In the growth period, you’ve probably already brought on extra staff. The balancing act then becomes how to run a tight ship while bringing on new experts. The best model is when you have a few professionals who really care at the top and who get things done.
It’s important as you grow to recognize that your business is not just there to make money but also to make money long term. How do you increase revenue and market share over time? While you acquire more attention and customers, you’re potentially earning more money and more customer loyalty. This can hold its own for a few years.
When it comes to scaling though, your focus becomes less so on revenue and more on how you’ll be able to stay in the game. What’s the competition and how do you stand out? How can you become an industry leader that people look up to? You do this by finding what makes you unique, not trying to be like anyone else, and really understanding who your customer is and what they want. They’re your best PR people.
Making changes to workflow comes with the territory as you begin to take on more clients and the orders pile up. Efficiency is key here as you will need to delegate more tasks out and promote some team members to pick up the slack and act as guides for others.
Scaling is also optimizing your workflow as well as seeing the long-term goal and the big picture. How can you maximize productivity without minimizing profit or employee satisfaction? Your team needs to be on the same page and care about the company as well as see its own value inside it.
To scale effectively, you’ll need the proper team, the proper tools, and the proper communication map to have everyone on the same boat, even if they’re not physically on the same boat, ie remote workers. Let’s dig in.
It’s simple: Build to sell your company.
Continuing with the ship metaphors here, successful scaling efforts are beyond the average business plan. It’s also your special skills that you can bust out when you’re feeling invincible. You and your team need to have the proper outlook on your trajectory to fully grow. It’s not just you who’s in your business, it’s your crew members, too. They make the boat function and get from point A to point B. They can either do it with a smile on their face or give up when the weather gets tough. No coasting here, folks. Meet your team:
Efficient yet empathetic, detailed yet proactive, your support team is your ally when it comes to customer service. They’re essentially the face of the company. They’ll need to understand what the customer wants and needs, and even anticipate their wants and needs. They’ll need to be accessible, ideally 24/7, and from any channel–phone, email, chat, etc.
Your IT systems are going to need to be strong and supportive in the back end and the front end. Get the best experts on the scene to install new software and hardware. When customers or employees are dealing with tech issues, these IT warriors will come out and fix them fast to avoid customer dissatisfaction or productivity.

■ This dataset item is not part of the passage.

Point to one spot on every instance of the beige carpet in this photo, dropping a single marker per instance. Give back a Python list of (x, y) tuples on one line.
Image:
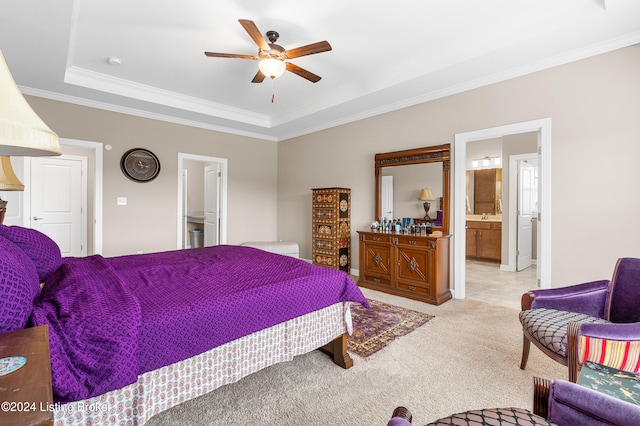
[(467, 357)]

It’s what comes from all the work behind the scenes: marketing, PR, and sales. This is what you need to promote your brand to continue to push sales. This will continue to drive your revenue which will continue to keep your boat afloat. A great marketing and sales team is truly valuable. Especially salespeople who can find leads and close deals with reliability and efficiency.
Having enough money is really crucial to keep your boat running. Business operations come down to this solid question: Do you have the cash? Scaling doesn’t need to take on huge investments, but it does need to be able to cover costs. Securing funding and maintaining it can include taking out business loans, lines of credit, and business credit cards.
You’re leaving your company, but before you do you need to envision the big picture. Where do you see your business down the line? What’s your target revenue? How much market share do you want?
Your endgame scenario is your lighthouse at the end of the sea. Make a plan and decide on what to do when you cash out. Have a clear vision for yourself and your partners.